After more than 20 years of determined commitment to protecting wild tigers, our Tiger and Wildlife Crime Campaign Leader Debbie Banks has today been recognised with a prestigious international award for her work.
Debbie was attending a meeting of Interpol’s Wildlife Crime Working Group in London when she was taken by surprise and presented with the Dr Rimington Award by HRH Prince William, Duke of Cambridge.
Heather Sohl, of WWF, told the audience: “The Dr Rimington Award, given by WWF, recognises exceptional contributions to the conservation of wild tigers. Awarded annually, this year it honours the unstinting efforts and outstanding achievements of one individual to stop the trade in tigers and their parts and products.
“This year’s winner has been working to protect wild tigers for 22 years as the Tiger Campaign Leader for the Environmental Investigation Agency. From undercover operations exposing the illegal tiger trade to working with governments to improve policy and commitment, this individual is well known not only for her dedication to protecting tigers but also as being one of the nicest people to work with while doing it.”

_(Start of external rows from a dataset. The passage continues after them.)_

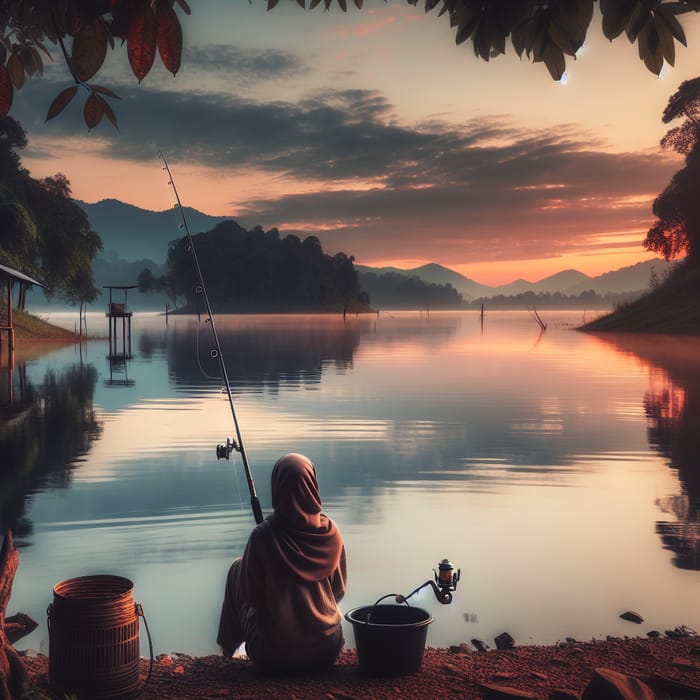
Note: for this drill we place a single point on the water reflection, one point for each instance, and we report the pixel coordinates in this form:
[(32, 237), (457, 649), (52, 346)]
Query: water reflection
[(672, 406), (522, 459), (45, 428), (269, 352)]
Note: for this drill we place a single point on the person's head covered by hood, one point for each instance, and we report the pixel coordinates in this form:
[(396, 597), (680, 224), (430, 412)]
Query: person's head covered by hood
[(308, 541), (282, 595)]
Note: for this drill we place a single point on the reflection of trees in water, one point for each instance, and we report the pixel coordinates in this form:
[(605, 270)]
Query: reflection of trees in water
[(40, 445), (673, 413), (291, 352), (674, 423)]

Debbie first joined EIA since 1996, volunteering for a year before joining as a campaigner and, in 2001, becoming Tiger Campaign Leader.
She is a member of the Board of the Species Survival Network (SSN) and Chair of the SSN Big Cat Working Group. She has trained several investigators on the Tiger Campaign since 1999 and has worked on projects and investigations in India, Nepal, China, Thailand, USA, Europe and Japan. Debbie has a BSc in Zoology and an MSc in Conservation.
Mary Rice, our Executive Director, said afterwards: “Debbie’s passion for tigers and her work to help secure a future for them and to expose illegal trade has made her a unique and exceptional force to be reckoned with in her field. We’re delighted to see her efforts recognised with this award and very proud to count her among our number.”